If Patrick really wants to improve opportunities for school children, he should start talking about tapping the Rainy Day Fund, not creating vouchers or tax credits. The Rainy Day Fund has enough money to complete the job of making our real opportunity providers – the public schools – whole again.

http://www.texastribune.org/2013/04/09/education-chair-urges-panel-support-noble-cause/

 

Education-by-lottery is, indeed, a bad idea

 

As Senate Education Chairman Dan Patrick continues to wring his hands over the plight of children on charter school waiting lists, the Austin American-Statesman reported a couple of interesting facts about charters today.
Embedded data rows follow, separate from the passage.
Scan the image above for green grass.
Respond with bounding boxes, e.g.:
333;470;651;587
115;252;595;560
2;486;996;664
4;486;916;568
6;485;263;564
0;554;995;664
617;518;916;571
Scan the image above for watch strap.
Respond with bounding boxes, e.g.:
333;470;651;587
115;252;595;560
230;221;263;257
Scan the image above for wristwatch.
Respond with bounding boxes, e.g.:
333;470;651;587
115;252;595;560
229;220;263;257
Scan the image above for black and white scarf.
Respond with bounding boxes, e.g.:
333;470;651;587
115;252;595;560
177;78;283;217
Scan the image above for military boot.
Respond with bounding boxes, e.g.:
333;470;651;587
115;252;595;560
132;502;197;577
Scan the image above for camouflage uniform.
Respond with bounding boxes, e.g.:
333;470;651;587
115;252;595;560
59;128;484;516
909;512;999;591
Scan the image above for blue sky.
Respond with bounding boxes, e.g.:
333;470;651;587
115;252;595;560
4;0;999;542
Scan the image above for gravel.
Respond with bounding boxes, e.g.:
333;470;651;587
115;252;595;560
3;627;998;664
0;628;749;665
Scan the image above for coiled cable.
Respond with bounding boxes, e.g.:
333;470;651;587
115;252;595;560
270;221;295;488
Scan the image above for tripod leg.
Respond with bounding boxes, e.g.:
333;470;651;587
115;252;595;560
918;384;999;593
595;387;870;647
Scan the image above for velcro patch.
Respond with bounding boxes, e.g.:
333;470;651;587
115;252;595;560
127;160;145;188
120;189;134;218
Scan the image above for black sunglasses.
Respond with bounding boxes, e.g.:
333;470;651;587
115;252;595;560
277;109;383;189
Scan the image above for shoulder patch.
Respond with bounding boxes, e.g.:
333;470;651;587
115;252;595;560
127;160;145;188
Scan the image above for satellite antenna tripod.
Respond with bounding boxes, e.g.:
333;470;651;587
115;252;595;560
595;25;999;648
Citing the Sunset Review Commission, the newspaper noted that charter schools account for 71 percent of schools facing sanctions for failing to meet academic or financial standards. And, almost 18 percent of charter schools were considered “unacceptable” in 2011, almost four times the rate of traditional public schools.

Those figures make me wonder something. How many of those 100,000 Texas students who Patrick claims are on charter school waiting lists are refugees from bad charter schools? I bet more than a couple of dozen.

Fortunately – so far, anyway — not everyone on the Senate Education Committee likes Patrick’s SB2, which would essentially give the charter industry – with its bad apples and good apples alike – carte blanche to expand.

According to the article, Harmony Public Schools, the state’s largest charter operator, claims a waiting list so large that students selected are determined by lottery, which Patrick thinks is a shame.

“A parent and a student who believe they are in a failing school should not be relegated to having their name pulled out of a bingo-type or lottery mechanism where names pop into a little cup,” Patrick said. “That is no way to run an education system.”

Amen, Mr. Chairman. That is exactly the point against your approach to improving educational opportunities. No child should have to depend on the luck of a lottery – or being cherry picked — to get a chance at a quality education. But that is a fact of life for charters and will remain so, with or without SB2.

All these privatization schemes to the contrary – most charters are run by private operators – the vast majority of Texas children will continue to be educated in public schools. And, before charter schools are expanded, the Legislature at the very minimum needs to restore the $5.4 billion in public education budget cuts that Patrick voted for two years ago.

Tomorrow, the Senate will consider a budget proposal that would restore only $1.5 billion, about one-fourth of what was cut. That is not enough. It is a disservice to the school children of Texas to refuse to repair all the damage to their public schools, especially when $12 billion of taxpayer money is sitting in the Rainy Day Fund. That is more than enough money to restore all the public education cuts without adding a dime to anyone’s taxes.

Chairman Patrick needs to really help out the school children, all the school children, not simply expand the education-by-lottery business.